ABSTRACT

Girls’ football is the fastest-growing sport in the world. In the Netherlands, street football is especially popular among girls with migrant and Muslim backgrounds, who increasingly occupy Dutch public sport spaces through this embodied cultural practice. At the same time, the presence of Muslim bodies in Dutch public (sport) spaces is highly problematised and debated. Muslim citizens are often seen as not yet embodying the supposedly Dutch cultural norms of women’s emancipation and sexual freedom. In this chapter, I focus on how these debates on Islam, gender, sexuality and bodies play out in the domain of girls’ street football by taking citizenship and embodiment as conceptual lenses. The embodied practice of sport is strongly organised along gendered and (hetero)sexualised lines; Dutch citizenship is constructed through gendered, sexualised and secular notions of the body, thereby excluding Islamic bodies. Based on ten months of ethnographic fieldwork, I show how the embodiment of gender and sexuality in sport intersects with the embodiment of religion and citizenship in the football practices of Moroccan–Dutch Muslim girls in an urban Dutch neighbourhood.

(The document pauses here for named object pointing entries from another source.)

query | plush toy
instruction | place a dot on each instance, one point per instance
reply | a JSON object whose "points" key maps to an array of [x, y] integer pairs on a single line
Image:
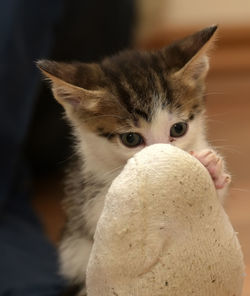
{"points": [[163, 232]]}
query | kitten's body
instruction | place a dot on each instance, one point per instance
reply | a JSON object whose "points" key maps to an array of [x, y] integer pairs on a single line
{"points": [[141, 93]]}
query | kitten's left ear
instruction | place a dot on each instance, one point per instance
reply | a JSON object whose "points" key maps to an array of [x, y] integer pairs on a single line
{"points": [[76, 86], [194, 50]]}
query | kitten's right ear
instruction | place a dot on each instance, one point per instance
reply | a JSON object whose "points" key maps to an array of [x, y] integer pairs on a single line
{"points": [[75, 86], [191, 55]]}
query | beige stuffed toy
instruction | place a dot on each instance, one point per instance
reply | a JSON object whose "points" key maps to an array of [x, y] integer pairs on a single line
{"points": [[163, 232]]}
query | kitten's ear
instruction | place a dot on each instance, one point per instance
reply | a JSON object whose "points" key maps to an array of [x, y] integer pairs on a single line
{"points": [[193, 54], [74, 85]]}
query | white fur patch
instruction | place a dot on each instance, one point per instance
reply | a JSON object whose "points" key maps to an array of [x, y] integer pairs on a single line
{"points": [[74, 257]]}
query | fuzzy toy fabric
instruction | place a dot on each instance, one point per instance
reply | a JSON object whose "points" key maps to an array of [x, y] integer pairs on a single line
{"points": [[163, 232]]}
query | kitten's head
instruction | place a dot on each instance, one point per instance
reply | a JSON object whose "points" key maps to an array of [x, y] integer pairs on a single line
{"points": [[135, 99]]}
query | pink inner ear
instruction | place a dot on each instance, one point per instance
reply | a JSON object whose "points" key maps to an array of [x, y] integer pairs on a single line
{"points": [[74, 102]]}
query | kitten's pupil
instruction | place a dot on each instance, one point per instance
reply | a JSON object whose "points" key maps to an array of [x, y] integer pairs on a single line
{"points": [[131, 139], [178, 129]]}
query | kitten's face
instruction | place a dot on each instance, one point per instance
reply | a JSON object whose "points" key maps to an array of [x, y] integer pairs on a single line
{"points": [[135, 99]]}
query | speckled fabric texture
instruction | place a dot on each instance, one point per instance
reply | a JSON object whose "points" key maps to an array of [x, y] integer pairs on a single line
{"points": [[164, 232]]}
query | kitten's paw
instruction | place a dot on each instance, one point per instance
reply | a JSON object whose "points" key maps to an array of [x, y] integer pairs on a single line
{"points": [[214, 164]]}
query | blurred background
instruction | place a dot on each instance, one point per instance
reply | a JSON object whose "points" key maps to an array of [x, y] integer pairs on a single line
{"points": [[90, 30]]}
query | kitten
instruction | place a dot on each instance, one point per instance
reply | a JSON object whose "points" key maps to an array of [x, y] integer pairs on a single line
{"points": [[118, 107]]}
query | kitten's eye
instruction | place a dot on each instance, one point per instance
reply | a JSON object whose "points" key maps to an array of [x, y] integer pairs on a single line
{"points": [[178, 129], [131, 140]]}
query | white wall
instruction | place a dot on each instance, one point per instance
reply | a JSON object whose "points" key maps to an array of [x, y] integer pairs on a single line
{"points": [[158, 14]]}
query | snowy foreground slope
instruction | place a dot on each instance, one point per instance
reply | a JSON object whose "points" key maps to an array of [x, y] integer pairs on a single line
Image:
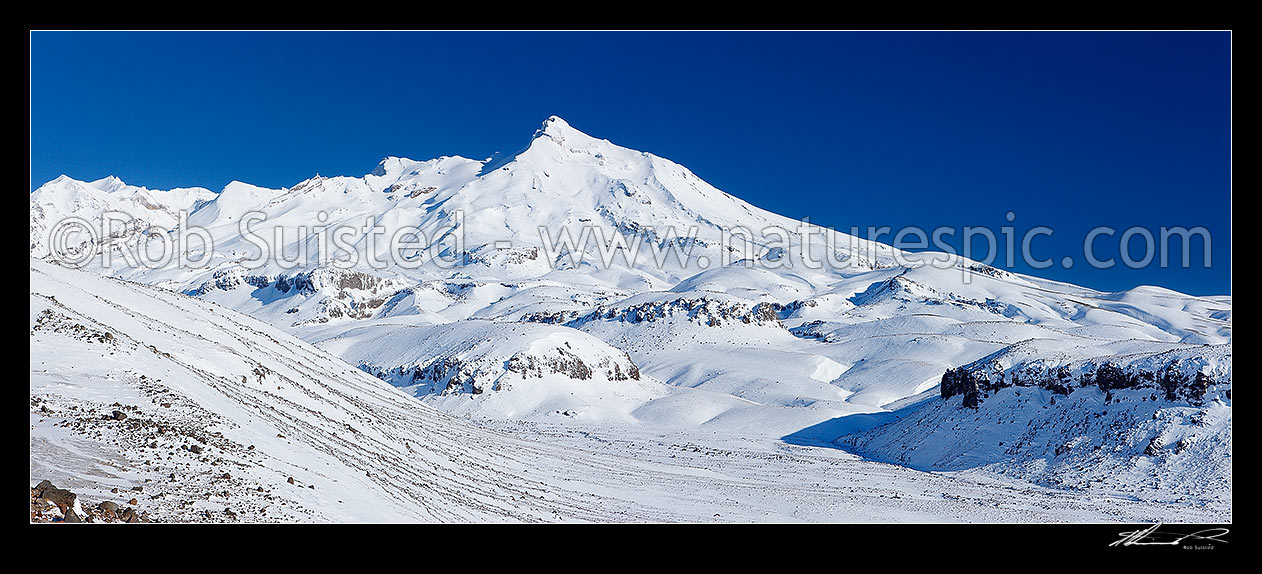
{"points": [[680, 333], [222, 410]]}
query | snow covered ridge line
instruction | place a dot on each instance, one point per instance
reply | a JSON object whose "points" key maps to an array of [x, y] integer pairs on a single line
{"points": [[1179, 375], [75, 240]]}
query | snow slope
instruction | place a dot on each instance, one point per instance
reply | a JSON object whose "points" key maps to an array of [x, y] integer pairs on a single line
{"points": [[487, 318]]}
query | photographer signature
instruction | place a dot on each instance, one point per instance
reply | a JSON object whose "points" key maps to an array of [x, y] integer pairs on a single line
{"points": [[1151, 538]]}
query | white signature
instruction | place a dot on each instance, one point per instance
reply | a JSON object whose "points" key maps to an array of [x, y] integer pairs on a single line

Firstly, I discuss white Dutch sport and youth professionals’ perspectives on Muslim girls and sport, in which they reinforce dominant and binary ideas on both religion and gender. Secondly, I show how young Muslim footballers themselves embody gender, religion and citizenship in their sport activities. I argue that by playing football, Muslim girls exceed gendered and religious embodiments of citizenship and reconstitute citizenship through embodiments of winning and football.